High cost of sachet water triggers return of iced water

Drinkable water, a very important lubrication for the body system, has gone through many prices in the past few years, as Nigerians grapple to meet up with the increasing high cost of living.

Now, a bag of sachet water that was sold for N50 naira is now N500 in some areas.

Those who purchase water in less quantity now buy a sachet or two for N50.

Even the well-to-do Nigerians have gone through various means to cut costs in the area of water consumption.
Some have dumped bottled water, which now costs N300 per bottle in some cities; they now improvise by carrying sachet water in used bottles.

Some have resorted to boiling borehole water and sieving it into empty used bottles after it cools off.
This has reduced patronage and, subsequently, dropping the income of beverage hawkers.

Economy&Lifestyle discovered that to make ends meet, these hawkers have now returned to iced water (water poured in white nylons and refrigerated or added to block to get cold), as it was years back, which comes cheaper and affordable.

Such sellers are seen in school vicinities, market places and motor parks in smaller towns and cities in the country.

Mrs. Dorathy Ehis, a seller of sachet and bottled water in Benin said she had to improvise by selling ice water to increase sales.

“I never thought ice water would be sold in Nigeria again since the 90’s.

“But the continuous increase in the price of sachet and bottled water has left many drinking borehole water.
“My sachet and bottled water business is not moving at all.

“A bag of sachet water is sold for N500 here. It was sold for N300 a few months ago.

“In a day I sell 40 bags of pure water because those hawkers used to buy from me. But now, they only buy a few.

“So I added the selling of ice water which goes for three N20 because of the cost of nylon and boiling of borehole water before icing it.

“People bought it in large quantities to my surprise.

“Those women hawking water, request more for ice water than sachet and bottled water.

“If you go to the village markets on market days, you will find people hawking ice water and many buying it.”

Mrs. Sandra Momoh, a snack and water seller said: “I sell snacks and water outside a public school.

“Students cannot afford a sachet of water for N50.

“Also if you sell two sachet water for N50, you will run a loss because a bag is N500.
“So I had to improvise by selling ice water to increase patronage.

“I prepare the water by boiling it and when it cools off, I tie it in transparent nylons. Then I refrigerate them. When there is no electricity supply, I use ice blocks to make them chill.
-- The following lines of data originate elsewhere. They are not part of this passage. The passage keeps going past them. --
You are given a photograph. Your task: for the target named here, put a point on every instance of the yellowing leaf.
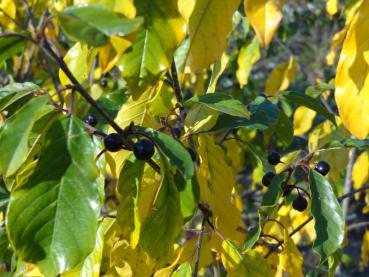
(352, 82)
(208, 26)
(280, 77)
(216, 181)
(249, 54)
(130, 262)
(76, 60)
(290, 260)
(365, 249)
(332, 7)
(303, 120)
(337, 40)
(111, 52)
(7, 13)
(360, 171)
(237, 263)
(264, 17)
(200, 119)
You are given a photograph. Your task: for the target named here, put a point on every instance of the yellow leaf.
(280, 77)
(352, 82)
(110, 53)
(200, 119)
(216, 181)
(209, 22)
(218, 69)
(264, 17)
(7, 13)
(76, 60)
(360, 171)
(130, 262)
(365, 249)
(249, 54)
(332, 7)
(337, 40)
(237, 263)
(162, 103)
(290, 260)
(302, 120)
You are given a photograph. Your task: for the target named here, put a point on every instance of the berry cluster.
(299, 203)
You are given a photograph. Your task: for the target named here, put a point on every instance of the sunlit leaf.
(352, 94)
(59, 203)
(209, 21)
(264, 17)
(153, 48)
(93, 24)
(281, 77)
(15, 133)
(249, 54)
(329, 222)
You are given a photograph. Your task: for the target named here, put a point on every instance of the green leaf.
(15, 134)
(155, 43)
(93, 24)
(91, 265)
(311, 103)
(11, 93)
(164, 222)
(253, 235)
(284, 129)
(4, 243)
(189, 194)
(329, 222)
(264, 115)
(274, 191)
(10, 46)
(220, 102)
(240, 263)
(52, 218)
(350, 142)
(177, 155)
(184, 270)
(129, 188)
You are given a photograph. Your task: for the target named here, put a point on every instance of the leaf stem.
(349, 194)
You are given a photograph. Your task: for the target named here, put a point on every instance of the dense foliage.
(184, 137)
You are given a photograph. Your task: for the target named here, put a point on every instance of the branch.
(349, 194)
(198, 247)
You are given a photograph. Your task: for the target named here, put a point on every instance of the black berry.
(267, 178)
(287, 189)
(322, 167)
(176, 132)
(192, 153)
(113, 142)
(143, 149)
(103, 83)
(300, 203)
(274, 158)
(91, 119)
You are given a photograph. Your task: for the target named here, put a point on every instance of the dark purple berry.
(267, 179)
(274, 158)
(143, 149)
(91, 119)
(113, 142)
(300, 203)
(322, 167)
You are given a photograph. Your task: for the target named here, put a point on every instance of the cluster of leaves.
(136, 136)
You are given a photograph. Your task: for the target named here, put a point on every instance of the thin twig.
(198, 247)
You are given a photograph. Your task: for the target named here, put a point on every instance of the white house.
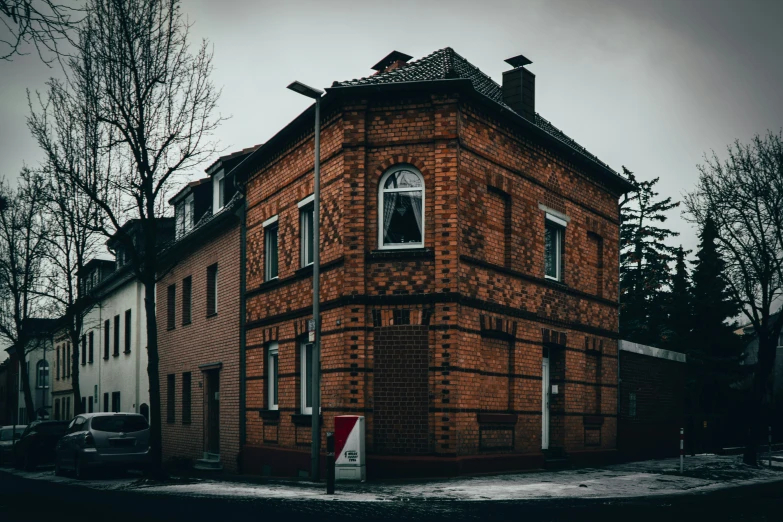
(113, 347)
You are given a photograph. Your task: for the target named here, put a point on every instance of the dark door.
(213, 411)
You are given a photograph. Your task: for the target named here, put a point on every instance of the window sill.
(302, 419)
(270, 415)
(400, 253)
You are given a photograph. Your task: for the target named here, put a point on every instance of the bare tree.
(43, 23)
(154, 103)
(744, 196)
(23, 281)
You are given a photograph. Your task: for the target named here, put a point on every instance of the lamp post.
(315, 385)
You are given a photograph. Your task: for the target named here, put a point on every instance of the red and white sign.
(349, 447)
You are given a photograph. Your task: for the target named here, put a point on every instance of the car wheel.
(79, 469)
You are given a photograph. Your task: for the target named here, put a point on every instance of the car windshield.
(52, 428)
(8, 434)
(119, 423)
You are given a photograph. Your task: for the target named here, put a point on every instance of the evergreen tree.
(680, 310)
(644, 262)
(715, 349)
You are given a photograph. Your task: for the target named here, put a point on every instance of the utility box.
(349, 448)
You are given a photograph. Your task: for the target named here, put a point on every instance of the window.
(270, 249)
(306, 231)
(172, 302)
(43, 374)
(401, 209)
(272, 373)
(183, 214)
(116, 336)
(106, 338)
(92, 347)
(307, 378)
(127, 330)
(186, 398)
(170, 384)
(212, 289)
(187, 290)
(554, 236)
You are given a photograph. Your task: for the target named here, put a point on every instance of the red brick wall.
(206, 340)
(483, 255)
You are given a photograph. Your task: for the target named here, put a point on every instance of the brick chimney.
(393, 60)
(519, 88)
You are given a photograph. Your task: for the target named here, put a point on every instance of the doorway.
(545, 403)
(212, 416)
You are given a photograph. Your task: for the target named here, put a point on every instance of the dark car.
(104, 440)
(37, 444)
(8, 437)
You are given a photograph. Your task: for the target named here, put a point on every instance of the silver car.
(103, 440)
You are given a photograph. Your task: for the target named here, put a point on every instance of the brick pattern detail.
(401, 390)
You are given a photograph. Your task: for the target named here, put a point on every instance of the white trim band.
(306, 201)
(650, 351)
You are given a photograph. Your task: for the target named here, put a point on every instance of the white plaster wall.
(125, 373)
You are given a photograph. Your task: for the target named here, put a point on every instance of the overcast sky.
(649, 85)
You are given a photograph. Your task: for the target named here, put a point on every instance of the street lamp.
(315, 386)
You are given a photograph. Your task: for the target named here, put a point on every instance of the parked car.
(9, 435)
(37, 443)
(104, 440)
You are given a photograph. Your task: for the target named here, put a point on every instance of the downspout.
(242, 310)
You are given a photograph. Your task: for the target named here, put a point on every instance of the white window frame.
(558, 224)
(273, 377)
(381, 192)
(304, 230)
(305, 410)
(265, 225)
(217, 203)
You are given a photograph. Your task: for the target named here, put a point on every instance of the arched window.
(401, 208)
(43, 374)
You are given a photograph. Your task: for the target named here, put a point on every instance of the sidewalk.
(637, 479)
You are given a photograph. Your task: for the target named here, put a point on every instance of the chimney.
(519, 88)
(393, 60)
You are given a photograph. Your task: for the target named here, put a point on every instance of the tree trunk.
(24, 375)
(77, 394)
(156, 434)
(757, 413)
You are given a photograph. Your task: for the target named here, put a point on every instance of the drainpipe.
(242, 311)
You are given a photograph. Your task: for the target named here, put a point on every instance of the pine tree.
(644, 263)
(680, 310)
(715, 349)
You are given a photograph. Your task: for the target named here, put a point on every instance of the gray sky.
(650, 85)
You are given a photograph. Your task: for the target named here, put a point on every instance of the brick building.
(198, 321)
(469, 254)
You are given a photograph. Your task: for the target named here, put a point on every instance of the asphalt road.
(30, 500)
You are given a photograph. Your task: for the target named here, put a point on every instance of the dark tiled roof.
(447, 64)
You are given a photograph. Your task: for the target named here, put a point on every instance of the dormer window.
(219, 192)
(183, 214)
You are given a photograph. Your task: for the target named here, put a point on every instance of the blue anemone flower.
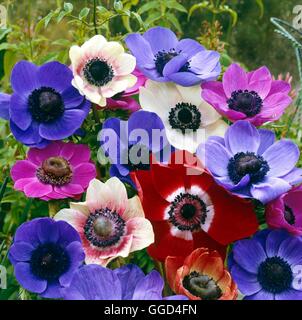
(268, 266)
(162, 57)
(44, 105)
(93, 282)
“I sell it for N10 and they patronize me.

“I prepare up to 200 ice water daily and also ensure that the process of preparing the water is hygenic.”

Mr. Folawe Afolayan, a microbiologist, commended the initiative but expressed worry about the possibility of increased water borne diseases such as diarrhea due to unsafe and unclean water.

“It is a good innovation because I remember then in the 80’s and 90’s nobody was interested in sachet water but ice water.

“However, most borehole water are contaminated from the ground they are dug from ground to the septic tank which many do not clean.

“Drinking of unclean water can cause increase in waterborne diseases such as diarrhea.

“It is better for the government to look into the cost of producing clean water thereby making it accessible and affordable to the masses to save lives and avoid spending money on drugs to treat a break of water borne diseases.”

According to World Health Organization (WHO), 2022 State of the world’s drinking water report, “Unsafe drinking water is a driving factor behind the more than 1.5 million people who die every year from diarrhoea, most of them infants and small children.”

“Every one of these preventable deaths is a tragedy.

“Meeting the Sustainable Development Goal target of universal access to safe drinking water by 2030 will require countries and multilateral organizations to quadruple their investment – a small price to pay for the millions of lives saved.

“The progress we have made on increasing access to drinking water is fragile.

“Safe water is not a one-time investment. It requires monitoring and upkeep.

“At the same time, external factors threaten to roll back the gains we have made.

“Climate change is driving water scarcity and droughts, while flooding disrupts supplies and devastates communities. Pollutants threaten both human health and entire ecosystems.

“Urbanization and population growth are limiting the ability of cities to deliver water to the millions of people living in informal communities and slums, while in rural areas, low quality services, waterpoint breakdown, and distant, contaminated water sources are a daily reality.”